My wife is from Wausau WI and we have spent some time there. Her mother is still there and as we get older we realize it is getting harder to visit especially in the winter. There are many people that I have met from Wausau over the years, but I have discovered another Wausauite. I attended a funeral for a 15 year old boy and as I sat through the ceremony a hymn kept running through my mind. It is called “When Aimless Violence Takes Those We Love”. It is in our Hymn book LSB#764. The first half verse is a stunner – “When aimless violence takes those we love, when random death strikes childhoods promise down.” is powerful in it presentation of the incomprehensible nature of life in a fallen world, The second half verse brings an added weigh of misery and a promised dénouement – “when wrenching loss becomes our daily bread, we know O God you leave us not alone.” Joy F. Patterson from Wausau WI wrote those words and four more stanzas that are quite remarkable. The story is that she was dealing with the death of her Father who had been ravaged by Alzheimer’s disease; she was loosing her own eyesight; and correspondence with some other hymn writers left them all struggling with violence and shootings, murder and chaos and the Christian’s struggle to deal with the stuff of life with faith and hope intact.

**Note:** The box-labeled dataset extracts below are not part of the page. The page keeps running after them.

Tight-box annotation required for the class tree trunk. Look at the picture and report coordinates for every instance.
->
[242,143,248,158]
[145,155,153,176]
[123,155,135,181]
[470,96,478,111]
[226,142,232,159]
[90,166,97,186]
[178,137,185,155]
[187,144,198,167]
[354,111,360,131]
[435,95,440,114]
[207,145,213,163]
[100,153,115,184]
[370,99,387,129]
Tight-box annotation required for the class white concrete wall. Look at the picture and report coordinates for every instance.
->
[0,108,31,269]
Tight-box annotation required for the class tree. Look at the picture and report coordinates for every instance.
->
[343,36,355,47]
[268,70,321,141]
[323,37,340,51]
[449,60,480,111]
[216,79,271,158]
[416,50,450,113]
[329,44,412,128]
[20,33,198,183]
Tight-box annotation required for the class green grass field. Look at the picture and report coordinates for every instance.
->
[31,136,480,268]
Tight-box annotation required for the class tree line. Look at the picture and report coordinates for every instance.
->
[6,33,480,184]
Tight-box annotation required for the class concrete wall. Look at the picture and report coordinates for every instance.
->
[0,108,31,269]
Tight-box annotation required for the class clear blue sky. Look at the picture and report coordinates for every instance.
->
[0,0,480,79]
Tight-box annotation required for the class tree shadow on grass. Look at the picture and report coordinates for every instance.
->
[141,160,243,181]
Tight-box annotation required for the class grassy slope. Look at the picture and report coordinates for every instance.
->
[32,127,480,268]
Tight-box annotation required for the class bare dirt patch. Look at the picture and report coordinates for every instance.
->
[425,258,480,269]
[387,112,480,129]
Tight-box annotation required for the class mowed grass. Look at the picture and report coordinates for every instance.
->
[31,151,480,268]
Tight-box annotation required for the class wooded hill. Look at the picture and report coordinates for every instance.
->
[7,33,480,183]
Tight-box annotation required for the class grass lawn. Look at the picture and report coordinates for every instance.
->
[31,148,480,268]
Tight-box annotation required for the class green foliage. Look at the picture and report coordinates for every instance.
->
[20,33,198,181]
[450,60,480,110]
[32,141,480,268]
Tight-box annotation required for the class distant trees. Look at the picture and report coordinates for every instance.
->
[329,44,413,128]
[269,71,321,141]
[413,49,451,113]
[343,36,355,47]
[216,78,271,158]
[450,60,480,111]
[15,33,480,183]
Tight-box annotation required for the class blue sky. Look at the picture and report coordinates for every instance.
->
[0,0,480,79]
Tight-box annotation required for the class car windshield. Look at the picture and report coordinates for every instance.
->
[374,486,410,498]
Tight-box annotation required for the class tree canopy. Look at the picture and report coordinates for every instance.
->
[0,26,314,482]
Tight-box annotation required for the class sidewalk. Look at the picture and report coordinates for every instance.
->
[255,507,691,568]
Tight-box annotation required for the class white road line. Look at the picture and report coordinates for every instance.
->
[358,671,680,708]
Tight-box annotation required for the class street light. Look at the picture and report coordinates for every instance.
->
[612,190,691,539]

A version of the hymn was adapted for an Oklahoma City memorial service following the bombing of the Alfred P. Murrah Federal Building in 1995.
The hymn is used for the Sunday after Christmas and the death of the holy innocence where “aimless violence,” “random death,” and “wrenching loss” affecting all the area around Bethlehem when Herod murdered the little boys. The tragedy of the loss of those we love and especially young people, is a particular class of pain that Christ alone can heal in His time and way. Christians are cold eyed realists when it comes to massively painful circumstances. The Cross shows our ultimate victory but also the way to that victory which is suffering. Jesus has been there and Jesus leads us on.